While the total amount spent by governments against illicit drugs more than tripled from the last report in 2009/10 ($1.7 billion), the 2021/2022 estimate represents just 0.63 per cent of all government spending, down from 0.80 per cent in the last report.

“These figures suggest that despite a significant increase in proactive government spending on drugs since the last report, this reflects overall growth in government spending and not growth in spending on drug countermeasures,” Prof. Ritter says. “However, what’s striking is that despite the percentage reduction in proactive expenditure, there hasn’t been any significant shift in the proportion of investment amongst the four domains of drug policy.”
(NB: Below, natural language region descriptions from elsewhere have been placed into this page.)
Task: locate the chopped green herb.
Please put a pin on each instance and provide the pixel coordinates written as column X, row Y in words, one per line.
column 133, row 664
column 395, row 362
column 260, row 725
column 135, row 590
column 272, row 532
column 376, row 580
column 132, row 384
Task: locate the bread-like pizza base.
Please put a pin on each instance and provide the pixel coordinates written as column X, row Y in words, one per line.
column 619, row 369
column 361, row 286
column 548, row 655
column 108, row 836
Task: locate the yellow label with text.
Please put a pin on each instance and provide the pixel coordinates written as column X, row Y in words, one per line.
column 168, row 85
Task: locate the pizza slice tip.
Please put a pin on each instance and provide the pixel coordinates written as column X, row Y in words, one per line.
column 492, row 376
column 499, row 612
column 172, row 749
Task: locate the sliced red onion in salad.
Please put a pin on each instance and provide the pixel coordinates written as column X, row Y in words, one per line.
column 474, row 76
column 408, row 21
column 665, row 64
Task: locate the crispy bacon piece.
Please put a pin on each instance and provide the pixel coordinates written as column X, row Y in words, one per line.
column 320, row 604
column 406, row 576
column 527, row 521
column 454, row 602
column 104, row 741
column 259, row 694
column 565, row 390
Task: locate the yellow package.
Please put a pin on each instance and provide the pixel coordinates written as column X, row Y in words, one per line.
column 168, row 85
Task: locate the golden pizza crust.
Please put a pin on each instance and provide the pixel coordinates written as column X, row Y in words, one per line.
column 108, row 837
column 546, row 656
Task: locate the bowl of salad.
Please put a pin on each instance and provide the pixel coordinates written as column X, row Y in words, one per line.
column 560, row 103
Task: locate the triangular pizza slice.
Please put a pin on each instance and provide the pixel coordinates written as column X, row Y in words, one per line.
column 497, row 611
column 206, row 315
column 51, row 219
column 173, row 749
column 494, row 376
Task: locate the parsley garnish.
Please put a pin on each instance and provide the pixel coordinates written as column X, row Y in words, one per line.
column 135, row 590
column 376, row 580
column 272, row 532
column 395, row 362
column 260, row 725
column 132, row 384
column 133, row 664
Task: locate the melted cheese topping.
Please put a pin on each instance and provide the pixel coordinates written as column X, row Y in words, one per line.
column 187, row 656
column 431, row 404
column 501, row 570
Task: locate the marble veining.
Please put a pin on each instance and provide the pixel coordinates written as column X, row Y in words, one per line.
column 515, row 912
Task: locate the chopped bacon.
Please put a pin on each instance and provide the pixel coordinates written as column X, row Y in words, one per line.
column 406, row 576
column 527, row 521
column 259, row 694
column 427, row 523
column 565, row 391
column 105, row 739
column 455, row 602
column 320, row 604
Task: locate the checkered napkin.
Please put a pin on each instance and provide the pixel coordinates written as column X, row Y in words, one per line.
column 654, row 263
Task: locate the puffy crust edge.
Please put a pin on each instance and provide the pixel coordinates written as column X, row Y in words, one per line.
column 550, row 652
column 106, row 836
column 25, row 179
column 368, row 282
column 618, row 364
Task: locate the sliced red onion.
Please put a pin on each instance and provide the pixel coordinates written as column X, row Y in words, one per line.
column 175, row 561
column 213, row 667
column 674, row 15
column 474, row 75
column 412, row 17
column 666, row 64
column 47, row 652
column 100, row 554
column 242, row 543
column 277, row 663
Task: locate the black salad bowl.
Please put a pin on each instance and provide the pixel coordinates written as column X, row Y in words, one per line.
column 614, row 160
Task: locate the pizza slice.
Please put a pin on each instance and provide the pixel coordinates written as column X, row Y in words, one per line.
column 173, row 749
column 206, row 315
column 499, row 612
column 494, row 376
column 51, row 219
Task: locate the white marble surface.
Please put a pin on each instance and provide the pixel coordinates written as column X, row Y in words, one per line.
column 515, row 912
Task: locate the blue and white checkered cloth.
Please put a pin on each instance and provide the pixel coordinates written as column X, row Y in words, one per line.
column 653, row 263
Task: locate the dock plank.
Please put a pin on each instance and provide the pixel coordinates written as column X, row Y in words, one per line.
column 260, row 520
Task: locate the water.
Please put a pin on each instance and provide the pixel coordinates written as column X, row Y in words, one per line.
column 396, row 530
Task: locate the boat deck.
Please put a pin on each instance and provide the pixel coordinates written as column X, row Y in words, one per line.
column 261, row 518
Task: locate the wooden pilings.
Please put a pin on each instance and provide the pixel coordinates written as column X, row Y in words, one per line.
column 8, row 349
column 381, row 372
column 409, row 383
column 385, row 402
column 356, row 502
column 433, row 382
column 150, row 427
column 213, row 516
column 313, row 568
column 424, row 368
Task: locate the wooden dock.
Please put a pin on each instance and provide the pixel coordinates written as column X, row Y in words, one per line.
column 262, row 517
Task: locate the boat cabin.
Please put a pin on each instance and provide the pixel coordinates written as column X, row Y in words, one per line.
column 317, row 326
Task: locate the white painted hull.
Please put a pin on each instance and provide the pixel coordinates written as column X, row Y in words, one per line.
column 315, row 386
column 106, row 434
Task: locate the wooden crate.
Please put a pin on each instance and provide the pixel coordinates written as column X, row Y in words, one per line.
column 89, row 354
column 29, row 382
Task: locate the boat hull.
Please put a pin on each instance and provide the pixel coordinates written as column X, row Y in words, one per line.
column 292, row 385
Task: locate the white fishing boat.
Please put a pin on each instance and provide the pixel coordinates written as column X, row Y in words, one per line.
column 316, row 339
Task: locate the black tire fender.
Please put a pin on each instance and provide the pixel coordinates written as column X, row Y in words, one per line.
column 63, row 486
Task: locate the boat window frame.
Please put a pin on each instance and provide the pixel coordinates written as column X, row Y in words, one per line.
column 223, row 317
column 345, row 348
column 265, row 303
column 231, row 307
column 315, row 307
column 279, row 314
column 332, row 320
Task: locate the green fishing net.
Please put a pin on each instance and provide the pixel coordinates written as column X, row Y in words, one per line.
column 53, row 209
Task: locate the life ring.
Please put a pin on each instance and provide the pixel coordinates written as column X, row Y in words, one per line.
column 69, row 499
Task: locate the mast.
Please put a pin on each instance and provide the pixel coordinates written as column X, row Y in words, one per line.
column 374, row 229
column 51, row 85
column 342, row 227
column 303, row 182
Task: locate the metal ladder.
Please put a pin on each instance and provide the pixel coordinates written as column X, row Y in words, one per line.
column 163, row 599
Most people, on average, want governments to spend equal amounts on policing, treatment and prevention.
Professor Alison Ritter AO

Impact on service providers

The Network of Alcohol and other Drugs Agencies (NADA) is the peak body for NGO AOD service providers in NSW. Its CEO, Dr Robert Stirling, says services on the frontline are suffering from the lack of growth in investment

“We have a noticeable, growing unmet demand for services in the sector from underfunding, demonstrated by increasing wait times for treatment and workforce shortages from a lack of secure working conditions,” Dr Stirling says. 

“At the NSW level, money for treatment has predominantly been spent on new services rather than investing in existing services to ensure they can deliver quality services and create healthy workplaces and conditions. 

“Meanwhile, at the Commonwealth level, funding has been going backwards, leaving services struggling to retain staff and needing to reduce services to communities.”

Emma Maiden, General Manager of Advocacy and External Relations for Uniting NSW.ACT, says governments should consider removing criminal penalties, and redirect funding towards the other pillars of drug policy. 

“To see that the largest expenditure in the latest Australian ‘drug budget’ is once again directed to law enforcement, and how that spending monsters what is spent on drug treatment, prevention and harm reduction programs, is of great concern,” Ms Maiden says. “We need our governments to have the courage to take action and invest the lion’s share of our drug budget in the things we know will make a difference.”

Prof. Ritter says the report does not assess the effectiveness of the investment across domains, and the relative value of the estimates is more important than any absolute value. 

“There is no line item in government expenditure estimates that explicitly lays out how much they spend on illicit drugs,” Prof. Ritter says. “So, there are some assumptions behind every figure, which we have accounted for in our sensitivity analysis.”

The latest National Drug Strategy Household Survey also shows Australians want roughly equal investment across education, treatment, and law enforcement in illicit drug policy.

“Most people, on average, want governments to spend equal amounts on policing, treatment and prevention,” Prof. Ritter says. “So, the current investment mix does not necessarily match how most Australians would prefer governments to allocate funding across the domains of drug policy.”